しかしその物分りの良さの奥には、パパラッチに思わず反発してしまうような熱い気持ちがあり、止まっていた時間を動かしたいという切なる願いがある。
完全には間違っていない『スゴいヤツ』の凄さを尊重しつつも、そのために犠牲になっている思い出や気持ちに辿り着き、蘇らせる奇跡を主人公に果たさせ、ただ間違いを正すよりも遥かに高い場所に二人一緒に立つ。
そういう話運びはお話しの到達点も、そこにたどり着いたキャラクターも『尊敬』できるものとして感じさせ、爽やかな読後感を与えてくれました。


赤と青、二人の青年が出会い、触れ合い、凍りついていた時間が動き出す物語は非常に骨太ですが、そこで終わらずに様々な場所に目配せをし、小気味よく描写してくれた技量もまた素晴らしかったです。
『アイドル』をテーマにした深夜アニメという作品定義を活かし、スキャンダルやメディアとの距離感、ファンとの向き合い方、楽曲と取り組む姿勢を、青年たちのドラマに無理なく取り込む手腕とか、マジ圧倒的に巧すぎる。
非常に沢山のテーマが掘り下げられているんだけど、ドラマの中で自然に語ることが出来ていて、硬さがないのが本当に凄い。

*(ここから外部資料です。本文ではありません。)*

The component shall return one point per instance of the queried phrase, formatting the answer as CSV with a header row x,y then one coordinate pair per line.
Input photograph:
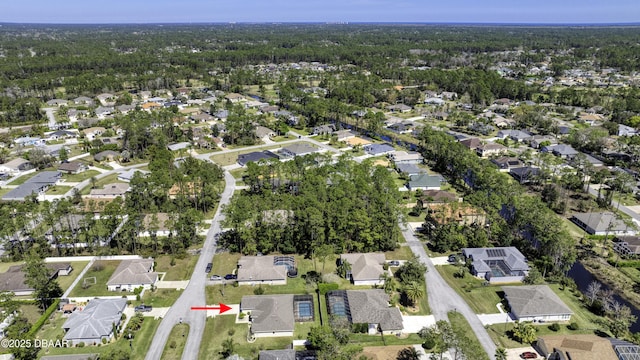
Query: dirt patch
x,y
383,352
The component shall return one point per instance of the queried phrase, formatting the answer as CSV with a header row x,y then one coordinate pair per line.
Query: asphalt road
x,y
194,294
442,298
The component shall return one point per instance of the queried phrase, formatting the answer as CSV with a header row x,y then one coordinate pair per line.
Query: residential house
x,y
602,223
269,315
471,143
491,149
110,191
255,270
95,322
345,134
624,130
378,149
536,141
410,169
133,274
561,150
298,149
93,132
497,265
424,182
324,129
399,108
14,279
37,185
516,135
57,102
403,157
179,146
73,167
537,303
366,269
234,98
255,156
628,246
83,100
16,166
506,163
366,307
582,347
107,99
127,175
525,174
264,132
107,155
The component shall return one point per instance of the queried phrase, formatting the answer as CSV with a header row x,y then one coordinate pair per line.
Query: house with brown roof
x,y
583,347
255,270
132,274
365,268
537,303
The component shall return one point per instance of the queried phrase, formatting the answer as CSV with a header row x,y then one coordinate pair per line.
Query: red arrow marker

キャラ描写に関しても目配せが効いていて、奏の壁役になることで気持ちを引き出した純哉くんの使い方とか、真実に迷わず飛び込んだ奏と足踏みしてしまった純哉くんとの距離とか、凄く良いなと思います。
奏が主人公特権で迷わず辿り着く『正解』に、斜に構えた純哉くんは今回たどり着けないんだけども、彼が慎と同じように熱い思いを隠した青年だというのは既によく見えているし、距離が空いているからこそ奏に追いつく物語が今後展開されるという期待感も、グンと高まっている。
ここら辺は前回から今回、慎を主役に展開した見事な物語と同じ構図であり、今回と同じように食いごたえと誠実さのあるを純哉くんでも展開してくれるという信頼感が感じ取れます。
純哉くん、マジ必要なタイミングで必要なトス上げてくれる良いキャラだからなぁ……メイン回った時に、良い料理のし方して欲しい。

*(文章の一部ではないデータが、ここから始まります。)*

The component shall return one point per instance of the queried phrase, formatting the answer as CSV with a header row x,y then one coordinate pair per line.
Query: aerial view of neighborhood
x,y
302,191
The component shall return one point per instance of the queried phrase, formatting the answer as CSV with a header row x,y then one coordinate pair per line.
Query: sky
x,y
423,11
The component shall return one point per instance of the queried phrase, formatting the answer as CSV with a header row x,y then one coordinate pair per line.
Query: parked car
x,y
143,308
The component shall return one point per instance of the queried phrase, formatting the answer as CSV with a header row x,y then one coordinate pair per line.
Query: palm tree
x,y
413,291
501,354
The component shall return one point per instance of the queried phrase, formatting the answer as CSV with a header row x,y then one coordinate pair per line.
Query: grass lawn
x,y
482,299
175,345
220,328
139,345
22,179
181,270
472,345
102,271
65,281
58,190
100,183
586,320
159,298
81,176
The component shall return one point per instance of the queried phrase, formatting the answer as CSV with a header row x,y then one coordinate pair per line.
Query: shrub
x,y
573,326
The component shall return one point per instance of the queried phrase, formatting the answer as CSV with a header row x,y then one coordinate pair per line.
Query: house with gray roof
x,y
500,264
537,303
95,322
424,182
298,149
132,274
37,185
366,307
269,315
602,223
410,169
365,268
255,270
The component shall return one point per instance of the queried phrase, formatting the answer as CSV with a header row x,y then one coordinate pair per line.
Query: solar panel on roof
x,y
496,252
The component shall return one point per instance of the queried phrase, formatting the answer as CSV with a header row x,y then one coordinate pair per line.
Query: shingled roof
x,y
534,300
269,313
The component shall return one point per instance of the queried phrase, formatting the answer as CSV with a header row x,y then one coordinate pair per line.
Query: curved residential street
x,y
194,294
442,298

奏と慎の関係が変化するってところで止まらずに、成長した圭吾と慎がすれ違う所までエピソードに入れ込むのは、貪欲かつ冷静で最高の展開でした。
慎は今回奏と出会うことで止まっていた時間を動かしたけども、もうひとりの当事者である圭吾はどうなっているのかという疑問は、視聴者に自然と湧いてくるものです。
そういう余韻を目ざとく利用し、おそらくはライバルとして主人公に立ちふさがるだろう圭吾の現在の姿をちゃんと捕まえて、今後の展開への予感と期待を高めていくのは、奥行きがあって良い収め方だなと思いました。

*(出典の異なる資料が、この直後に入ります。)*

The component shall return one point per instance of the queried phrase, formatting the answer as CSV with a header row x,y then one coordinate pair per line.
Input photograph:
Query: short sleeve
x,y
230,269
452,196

OPでの暗示の仕方も巧くて、"KUROFUNE"の相方黒石くんが圭吾にとっての奏となり、また別の形で止まっていた時間を動かすんだろうなという見立てが、しっかり出来るようになってんのよね。
来週純也くんを足して信号機、緑と紫を掘り下げて"DearDream"が結成したあたりで"KUROFUNE"と向かい合うと思うんだけども、今回慎との因縁を見事に掘り下げたことで、その展開がとにかく面白そうに思えるもの。
メインストーリーを見事な精度と密度で仕上げつつ、ロングレンジで期待を煽ることも忘れないのは、とにかく図抜けたバランス感覚だなと思います。


というわけで、前回タメた要素を一気に爆発させ、主人公の真心がクールガイの熱い真実を掘り当てるエピソードでした。
キャラクターの優れた部分、尊敬できる要素をつなぎ合わせて話を作ることで、くすみのない爽やかなお話が組み上がっていくのは、非常にこのアニメらしい、心地よい真っ直ぐさでした。
凄く『正しい』ことをしているんだけども、迷いや間違いを丁寧に掘り下げた結果体温が失われず、真実味を込めて物語を語れているのが、とにかく強い。

かくして名前で呼び合う絆を手に入れた青と赤ですが、来週は黄色も足してまた一悶着っぽく。
これまでの出番で既に、俺は純哉くんのこと相当好きになっちまっているので、来週が楽しみでなりません。
社長と三神さんのお菓子コントが三度あるのかとか、細かい部分も気になりつつ、この骨太青春アイドルストーリーを真正面から受け止めたい。
そんな気分が満杯です。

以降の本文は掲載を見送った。